También fue cuestionado por su estilo autoritario y confrontacional. Diversos sectores lo señalaban de ejercer presión excesiva sobre funcionarios y aliados políticos.
Uno de los episodios más recordados ocurrió en 2016, cuando durante un acto público en el departamento de Sucre dio un golpe en la cabeza a un escolta mientras este intentaba cubrirlo con un paraguas. El video se viralizó y generó fuertes críticas nacionales e internacionales sobre su temperamento y trato hacia colaboradores.
Sus aspiraciones presidenciales tampoco lograron consolidarse plenamente. Aunque era considerado uno de los políticos más poderosos del país, sus campañas de 2010 y especialmente la de 2018 mostraron dificultades para conectar emocionalmente con amplios sectores ciudadanos, particularmente jóvenes y votantes independientes.
Muchos analistas coincidieron en que su imagen de político eficiente no logró superar la percepción de representar las viejas estructuras tradicionales del poder.
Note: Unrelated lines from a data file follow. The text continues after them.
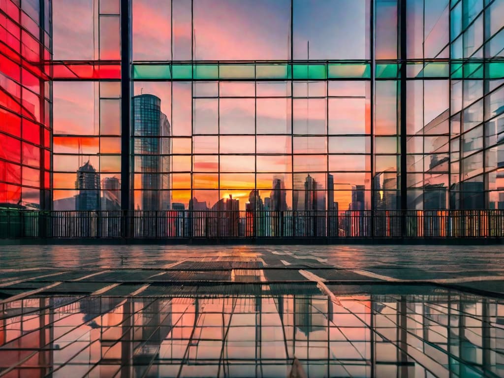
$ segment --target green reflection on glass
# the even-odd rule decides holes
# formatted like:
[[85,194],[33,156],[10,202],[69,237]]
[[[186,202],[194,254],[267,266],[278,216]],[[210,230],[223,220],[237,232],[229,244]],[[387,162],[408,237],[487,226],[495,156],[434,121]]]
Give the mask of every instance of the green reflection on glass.
[[408,62],[406,64],[406,77],[423,78],[423,64]]
[[452,64],[452,78],[462,78],[462,64],[461,63]]
[[173,65],[171,69],[173,79],[184,80],[193,79],[192,65]]
[[328,67],[327,76],[330,79],[339,78],[364,78],[370,77],[369,65],[360,63],[334,63],[330,64]]
[[171,79],[169,65],[133,67],[133,79]]
[[504,62],[487,63],[486,75],[488,79],[504,78]]
[[464,63],[464,79],[483,79],[483,67],[481,63]]
[[423,69],[424,78],[447,78],[449,75],[450,65],[445,62],[425,63],[425,67]]
[[325,80],[325,65],[297,64],[292,67],[293,79],[302,80]]
[[195,65],[193,67],[193,77],[196,80],[219,78],[218,65]]
[[219,67],[219,79],[255,79],[254,65],[221,65]]
[[378,63],[375,73],[377,79],[396,79],[398,77],[400,66],[397,64]]
[[290,79],[290,66],[286,64],[258,64],[256,66],[256,78]]

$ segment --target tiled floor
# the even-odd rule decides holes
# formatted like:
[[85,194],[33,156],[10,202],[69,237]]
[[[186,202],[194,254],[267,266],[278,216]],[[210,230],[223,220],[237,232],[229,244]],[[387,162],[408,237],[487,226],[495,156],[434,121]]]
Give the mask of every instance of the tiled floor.
[[503,261],[499,246],[1,246],[0,376],[502,376]]

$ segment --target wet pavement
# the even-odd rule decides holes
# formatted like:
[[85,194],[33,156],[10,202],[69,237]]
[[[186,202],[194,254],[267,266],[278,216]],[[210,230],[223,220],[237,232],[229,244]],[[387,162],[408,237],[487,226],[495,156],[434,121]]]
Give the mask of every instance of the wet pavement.
[[499,246],[0,248],[0,376],[504,376]]

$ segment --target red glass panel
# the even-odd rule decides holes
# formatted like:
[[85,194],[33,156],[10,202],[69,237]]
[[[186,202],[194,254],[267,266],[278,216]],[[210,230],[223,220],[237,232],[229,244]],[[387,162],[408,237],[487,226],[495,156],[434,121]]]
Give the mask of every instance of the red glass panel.
[[23,164],[38,168],[40,166],[40,148],[23,142]]
[[23,139],[34,144],[40,144],[40,127],[28,119],[23,119]]
[[40,186],[40,171],[28,167],[23,167],[23,185],[27,186]]
[[51,135],[47,129],[44,129],[44,147],[51,148]]
[[21,117],[14,113],[0,109],[0,131],[16,137],[21,136]]
[[21,163],[21,141],[19,139],[0,133],[0,158]]
[[0,181],[21,183],[21,166],[0,160]]
[[44,172],[44,188],[49,189],[50,187],[50,173],[48,172]]
[[21,54],[29,61],[38,62],[40,60],[40,44],[24,30],[22,32]]
[[121,78],[120,65],[64,65],[52,66],[53,79],[102,79]]
[[48,150],[44,150],[44,168],[48,171],[51,169],[51,153]]
[[21,199],[21,186],[0,183],[0,203],[17,204]]
[[19,66],[2,55],[0,55],[0,71],[11,78],[20,81]]
[[38,35],[38,25],[26,13],[21,13],[21,25],[35,37]]
[[25,69],[22,70],[23,78],[21,84],[37,94],[40,93],[40,81],[38,78]]
[[40,100],[32,92],[25,88],[23,90],[23,107],[22,113],[36,121],[40,120]]

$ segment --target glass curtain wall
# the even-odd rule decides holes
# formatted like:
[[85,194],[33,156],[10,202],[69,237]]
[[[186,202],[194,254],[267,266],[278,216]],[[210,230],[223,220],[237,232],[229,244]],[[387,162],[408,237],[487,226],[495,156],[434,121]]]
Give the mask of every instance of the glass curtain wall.
[[0,2],[0,208],[50,207],[50,10]]
[[504,207],[500,0],[129,6],[53,0],[54,209]]

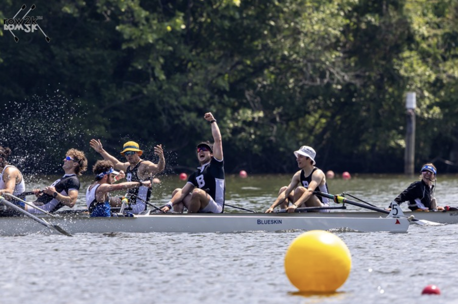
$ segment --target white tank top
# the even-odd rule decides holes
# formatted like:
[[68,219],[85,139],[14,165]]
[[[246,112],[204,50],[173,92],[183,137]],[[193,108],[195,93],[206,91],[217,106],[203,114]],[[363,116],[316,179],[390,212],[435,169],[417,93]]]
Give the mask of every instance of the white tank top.
[[[3,168],[2,174],[0,174],[0,189],[4,189],[6,186],[5,184],[5,181],[3,181],[3,173],[5,172],[5,170],[8,167],[16,168],[14,166],[7,165]],[[17,168],[16,168],[17,169]],[[17,170],[19,171],[19,174],[21,175],[21,182],[16,185],[14,187],[14,191],[13,191],[13,195],[14,195],[15,196],[17,196],[21,193],[23,193],[25,191],[25,183],[24,181],[24,177],[22,176],[22,173],[21,173],[21,171],[19,171],[18,169]]]
[[95,193],[99,186],[100,186],[100,184],[95,185],[92,188],[90,186],[88,187],[88,190],[86,191],[86,204],[88,205],[88,208],[91,206],[91,204],[96,199]]

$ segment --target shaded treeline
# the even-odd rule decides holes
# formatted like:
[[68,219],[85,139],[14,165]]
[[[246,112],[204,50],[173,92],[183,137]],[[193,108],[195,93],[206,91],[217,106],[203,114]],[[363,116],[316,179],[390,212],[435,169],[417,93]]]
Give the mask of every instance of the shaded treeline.
[[211,111],[230,173],[292,172],[304,144],[324,169],[401,172],[414,92],[416,167],[457,171],[458,2],[36,1],[49,43],[15,42],[3,21],[22,4],[0,2],[0,145],[39,153],[31,170],[75,146],[93,161],[92,137],[113,154],[162,143],[169,169],[193,167]]

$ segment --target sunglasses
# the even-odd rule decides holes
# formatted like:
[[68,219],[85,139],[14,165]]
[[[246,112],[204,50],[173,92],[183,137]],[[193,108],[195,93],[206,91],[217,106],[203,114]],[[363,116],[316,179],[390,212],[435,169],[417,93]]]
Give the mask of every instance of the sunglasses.
[[197,148],[197,153],[198,153],[201,151],[205,152],[206,151],[210,151],[210,149],[206,147],[199,147],[198,148]]

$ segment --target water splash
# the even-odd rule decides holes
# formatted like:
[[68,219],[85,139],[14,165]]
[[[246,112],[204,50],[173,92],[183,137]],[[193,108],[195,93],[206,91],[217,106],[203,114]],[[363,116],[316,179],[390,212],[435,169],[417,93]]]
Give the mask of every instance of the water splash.
[[83,149],[87,113],[80,102],[58,92],[8,102],[0,113],[0,145],[11,149],[8,162],[23,173],[61,174],[67,150]]

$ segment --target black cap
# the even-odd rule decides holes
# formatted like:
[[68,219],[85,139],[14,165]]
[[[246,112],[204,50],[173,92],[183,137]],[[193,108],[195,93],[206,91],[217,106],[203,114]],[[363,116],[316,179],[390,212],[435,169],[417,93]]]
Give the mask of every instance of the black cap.
[[208,148],[209,149],[210,149],[210,152],[211,152],[212,153],[213,153],[213,145],[212,145],[212,144],[210,143],[209,142],[201,142],[201,143],[199,143],[199,144],[198,144],[198,145],[197,145],[197,147],[197,147],[197,148],[199,148],[199,147],[206,147],[206,148]]

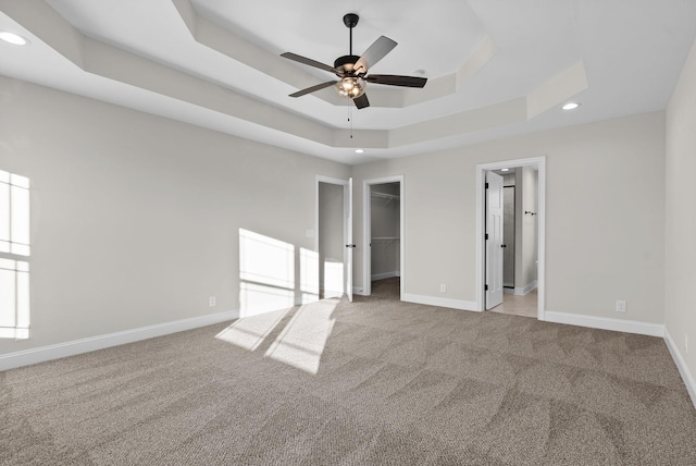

Un político determinante para entender la Colombia reciente
Pese a las controversias, Germán Vargas Lleras deja una huella profunda en la historia política colombiana. Fue protagonista de reformas institucionales, grandes proyectos de infraestructura, debates sobre seguridad y procesos de gobernabilidad que marcaron las últimas décadas.
Para sus seguidores, fue un administrador eficaz y un hombre de Estado con capacidad de ejecución. Para sus críticos, simbolizó la continuidad de prácticas políticas tradicionales, el centralismo y el exceso de poder burocrático.
Con su fallecimiento desaparece una de las figuras más influyentes, temidas y respetadas de la política colombiana moderna; un dirigente cuya trayectoria difícilmente podrá ser ignorada al analizar la historia reciente del país.